Les points de désaccord

Les discussions en cours se concentrent sur deux points de désaccord: la manière d’éviter le retour d’une frontière entre l’Irlande, membre de l’UE, et l’Irlande du Nord, partie du Royaume-Uni, tout en réalisant des contrôles douaniers, et le droit de regard accordé aux autorités d’Irlande du Nord sur l’accord de divorce.

L’annonce d’avancées est à la fois un soulagement et une source de préoccupation pour les partenaires européens du Royaume-Uni.

«J’espère qu’un accord sera trouvé, mais pour les Pays-Bas, il est extrêmement important qu’il n’y ait pas de concurrence déloyale depuis l’extérieur de l’UE en utilisant la frontière irlando- (nord-)irlandaise. Le Royaume-Uni a pris certaines mesures, mais pas assez pour garantir l’intégrité du marché commun», a averti le chef de la diplomatie néerlandaise Stef Blok. Il a dit espérer que des mesures supplémentaires soient prises «dans les prochaines heures».

Un Brexit à l’amiable reste possible, mais rien n’est encore bouclé
Michel Barnier et Amélie de Montchalin AFP
«Nous cherchons un accord mais nous ne cherchons pas un accord à n’importe quel prix», a pour sa déclaré la secrétaire d’État française chargée des Affaires européennes Amélie de Montchalin.

«Nous devons nous assurer […] qu’il n’y aura pas demain de concurrence déloyale demain parce qu’un pays ne mettrait pas en place des contrôles notamment réglementaires nécessaires», a expliqué Madame de Montchalin.

«L’intégrité du marché intérieur est un point sur lequel nous ne pouvons pas négocier», a-t-elle renchéri.

Un sommet supplémentaire?

Les chefs d’État et de gouvernement des 27 décideront jeudi au cours de leur sommet de la suite à donner aux négociations avec Londres.

Selon le Premier ministre finlandais Antti Rinne, dont le pays assume la présidence semestrielle de l’UE, les négociations pourraient se poursuivre après le sommet européen.

«A mon avis, il nous est pratiquement impossible de parvenir à un accord avant la réunion.

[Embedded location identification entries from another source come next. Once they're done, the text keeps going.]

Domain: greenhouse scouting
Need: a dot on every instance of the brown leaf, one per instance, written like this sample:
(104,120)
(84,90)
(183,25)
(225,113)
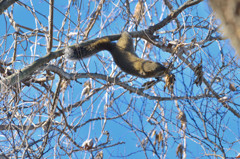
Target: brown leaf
(169,82)
(232,87)
(179,150)
(199,73)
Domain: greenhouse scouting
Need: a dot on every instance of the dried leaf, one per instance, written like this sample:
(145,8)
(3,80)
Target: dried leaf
(199,73)
(87,88)
(232,87)
(182,117)
(88,144)
(169,82)
(99,155)
(138,13)
(148,84)
(179,150)
(153,133)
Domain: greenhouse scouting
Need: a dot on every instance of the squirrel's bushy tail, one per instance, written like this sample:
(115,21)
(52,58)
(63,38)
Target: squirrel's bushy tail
(84,50)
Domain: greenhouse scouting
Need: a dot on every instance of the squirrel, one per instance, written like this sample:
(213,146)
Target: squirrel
(123,54)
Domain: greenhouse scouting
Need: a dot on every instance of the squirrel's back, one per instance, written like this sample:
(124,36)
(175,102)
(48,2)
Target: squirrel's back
(123,54)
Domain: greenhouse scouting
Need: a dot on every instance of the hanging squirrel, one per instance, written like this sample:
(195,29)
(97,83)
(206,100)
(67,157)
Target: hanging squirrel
(123,54)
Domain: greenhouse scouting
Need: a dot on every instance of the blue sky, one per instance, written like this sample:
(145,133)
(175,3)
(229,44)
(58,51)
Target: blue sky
(141,108)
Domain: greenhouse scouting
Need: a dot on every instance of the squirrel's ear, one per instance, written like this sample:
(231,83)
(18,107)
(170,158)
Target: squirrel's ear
(149,66)
(125,42)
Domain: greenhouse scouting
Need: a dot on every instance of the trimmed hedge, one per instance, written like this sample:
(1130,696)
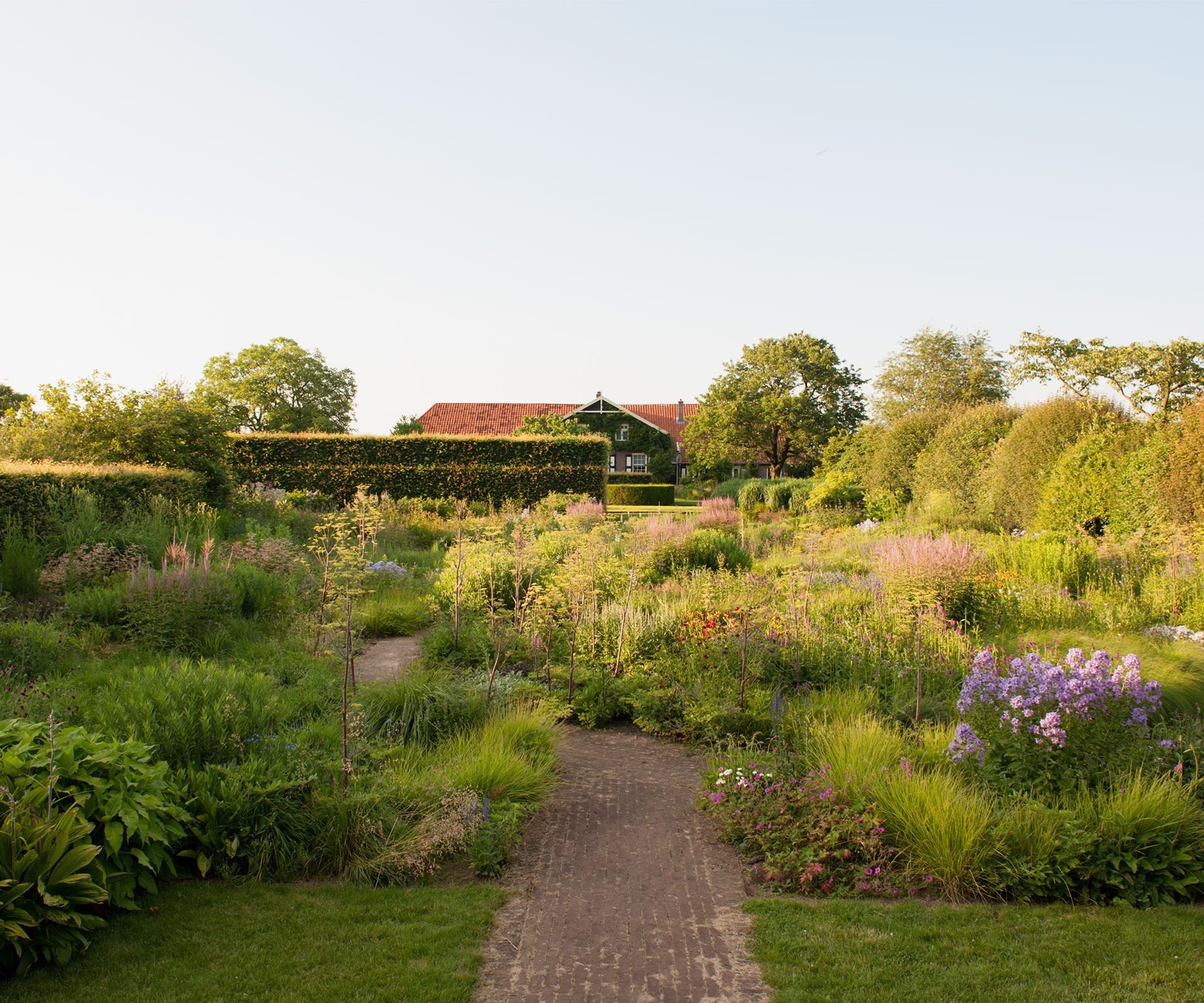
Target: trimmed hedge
(641,494)
(471,468)
(28,490)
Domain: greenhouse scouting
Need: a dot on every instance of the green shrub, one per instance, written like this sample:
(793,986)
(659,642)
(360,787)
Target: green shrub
(29,491)
(1017,473)
(472,468)
(954,463)
(598,700)
(191,713)
(712,549)
(495,839)
(641,494)
(941,826)
(31,649)
(51,886)
(421,708)
(752,495)
(250,818)
(1148,843)
(128,800)
(183,608)
(891,465)
(21,562)
(836,490)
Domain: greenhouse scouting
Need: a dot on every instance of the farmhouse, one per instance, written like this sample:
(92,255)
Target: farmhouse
(647,439)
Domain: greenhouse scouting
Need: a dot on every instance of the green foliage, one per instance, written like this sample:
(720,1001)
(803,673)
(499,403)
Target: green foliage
(836,490)
(21,562)
(95,422)
(128,800)
(712,549)
(33,649)
(641,494)
(476,469)
(189,712)
(1022,466)
(50,886)
(495,839)
(1156,380)
(551,425)
(954,461)
(781,402)
(421,708)
(407,425)
(278,387)
(251,818)
(890,466)
(937,370)
(942,827)
(30,493)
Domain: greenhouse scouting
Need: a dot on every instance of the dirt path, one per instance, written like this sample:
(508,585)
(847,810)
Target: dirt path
(386,659)
(620,894)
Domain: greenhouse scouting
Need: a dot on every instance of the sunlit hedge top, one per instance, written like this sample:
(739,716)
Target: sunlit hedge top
(28,490)
(472,468)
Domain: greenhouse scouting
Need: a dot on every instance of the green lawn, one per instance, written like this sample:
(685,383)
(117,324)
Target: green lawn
(900,953)
(223,943)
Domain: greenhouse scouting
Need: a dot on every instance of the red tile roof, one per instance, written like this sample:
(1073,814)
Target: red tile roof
(501,419)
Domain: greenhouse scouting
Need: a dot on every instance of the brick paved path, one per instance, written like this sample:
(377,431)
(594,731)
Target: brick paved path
(620,894)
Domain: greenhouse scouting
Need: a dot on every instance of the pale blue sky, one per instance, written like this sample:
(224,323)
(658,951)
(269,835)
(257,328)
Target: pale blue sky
(535,201)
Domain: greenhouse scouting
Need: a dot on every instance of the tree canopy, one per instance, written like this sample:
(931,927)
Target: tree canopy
(1155,380)
(93,421)
(779,402)
(407,424)
(11,400)
(551,425)
(938,370)
(278,388)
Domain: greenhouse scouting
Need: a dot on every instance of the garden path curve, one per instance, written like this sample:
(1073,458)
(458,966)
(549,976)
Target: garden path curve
(620,893)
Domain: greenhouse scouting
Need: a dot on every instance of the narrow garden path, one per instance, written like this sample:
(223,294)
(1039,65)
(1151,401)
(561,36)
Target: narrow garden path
(620,894)
(387,659)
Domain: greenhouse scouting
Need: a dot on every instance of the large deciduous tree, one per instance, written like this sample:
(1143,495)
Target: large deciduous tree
(779,402)
(1156,380)
(278,388)
(938,370)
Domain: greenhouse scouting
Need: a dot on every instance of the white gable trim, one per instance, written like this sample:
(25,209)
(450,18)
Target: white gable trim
(617,410)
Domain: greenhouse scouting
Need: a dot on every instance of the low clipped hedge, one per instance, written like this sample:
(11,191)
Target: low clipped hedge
(29,489)
(641,494)
(471,468)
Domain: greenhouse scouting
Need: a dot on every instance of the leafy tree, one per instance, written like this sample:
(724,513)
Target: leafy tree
(551,425)
(938,370)
(1156,380)
(93,421)
(407,424)
(11,400)
(278,388)
(781,401)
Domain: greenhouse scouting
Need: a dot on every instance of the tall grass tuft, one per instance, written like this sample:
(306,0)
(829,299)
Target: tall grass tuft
(941,826)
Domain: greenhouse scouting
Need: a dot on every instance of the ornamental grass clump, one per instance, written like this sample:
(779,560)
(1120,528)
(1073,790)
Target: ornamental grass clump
(1031,725)
(926,572)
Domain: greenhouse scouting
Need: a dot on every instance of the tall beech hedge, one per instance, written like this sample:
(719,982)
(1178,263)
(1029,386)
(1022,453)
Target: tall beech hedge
(472,468)
(641,494)
(29,489)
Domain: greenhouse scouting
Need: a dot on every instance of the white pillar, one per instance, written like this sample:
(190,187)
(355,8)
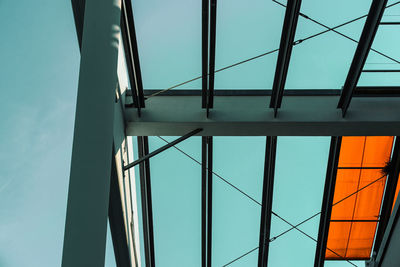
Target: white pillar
(88,196)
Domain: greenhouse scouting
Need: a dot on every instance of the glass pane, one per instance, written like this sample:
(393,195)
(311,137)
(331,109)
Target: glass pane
(176,196)
(298,191)
(385,42)
(110,257)
(236,218)
(323,61)
(169,41)
(244,31)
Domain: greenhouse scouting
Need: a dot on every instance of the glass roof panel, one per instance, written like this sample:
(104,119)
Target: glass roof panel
(169,41)
(176,193)
(236,218)
(298,191)
(385,41)
(322,62)
(244,31)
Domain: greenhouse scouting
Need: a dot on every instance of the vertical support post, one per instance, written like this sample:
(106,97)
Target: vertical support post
(147,206)
(267,196)
(89,186)
(206,200)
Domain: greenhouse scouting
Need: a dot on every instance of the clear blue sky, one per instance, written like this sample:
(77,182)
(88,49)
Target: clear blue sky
(39,63)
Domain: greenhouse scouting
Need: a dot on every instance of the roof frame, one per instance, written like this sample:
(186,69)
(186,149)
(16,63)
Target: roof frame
(267,197)
(285,50)
(131,54)
(326,208)
(161,149)
(364,45)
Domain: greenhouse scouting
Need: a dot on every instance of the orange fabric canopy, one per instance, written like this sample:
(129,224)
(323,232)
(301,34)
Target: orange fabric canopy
(358,196)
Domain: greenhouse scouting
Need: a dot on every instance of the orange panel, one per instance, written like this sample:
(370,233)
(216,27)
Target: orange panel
(397,192)
(346,184)
(337,241)
(351,151)
(361,239)
(354,239)
(377,151)
(369,199)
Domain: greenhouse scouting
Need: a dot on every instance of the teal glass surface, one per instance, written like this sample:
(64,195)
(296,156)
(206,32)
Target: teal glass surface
(246,30)
(300,173)
(176,196)
(386,41)
(169,41)
(236,218)
(322,62)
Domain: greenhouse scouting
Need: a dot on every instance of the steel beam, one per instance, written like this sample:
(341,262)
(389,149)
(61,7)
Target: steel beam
(88,194)
(206,200)
(267,196)
(247,116)
(161,149)
(389,197)
(147,207)
(327,201)
(361,91)
(285,51)
(132,54)
(364,45)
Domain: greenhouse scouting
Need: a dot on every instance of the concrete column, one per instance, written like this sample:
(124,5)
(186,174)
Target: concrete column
(88,196)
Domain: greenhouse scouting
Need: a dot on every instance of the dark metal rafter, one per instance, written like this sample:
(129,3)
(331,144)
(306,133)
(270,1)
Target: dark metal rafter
(326,208)
(266,208)
(131,53)
(161,149)
(367,37)
(285,50)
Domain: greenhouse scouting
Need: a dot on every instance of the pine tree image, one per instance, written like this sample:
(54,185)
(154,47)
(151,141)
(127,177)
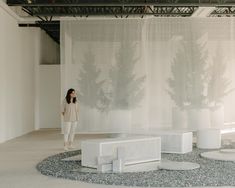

Nous avons besoin de plus de temps et de négocier après la réunion», a-t-il plaidé, cité par l’agence de presse STT.

Ainsi circule l’hypothèse d’un sommet supplémentaire d’ici le 31 octobre, jour prévu du départ du Royaume-Uni.

«C’est possible si c’est absolument nécessaire», a commenté un responsable européen.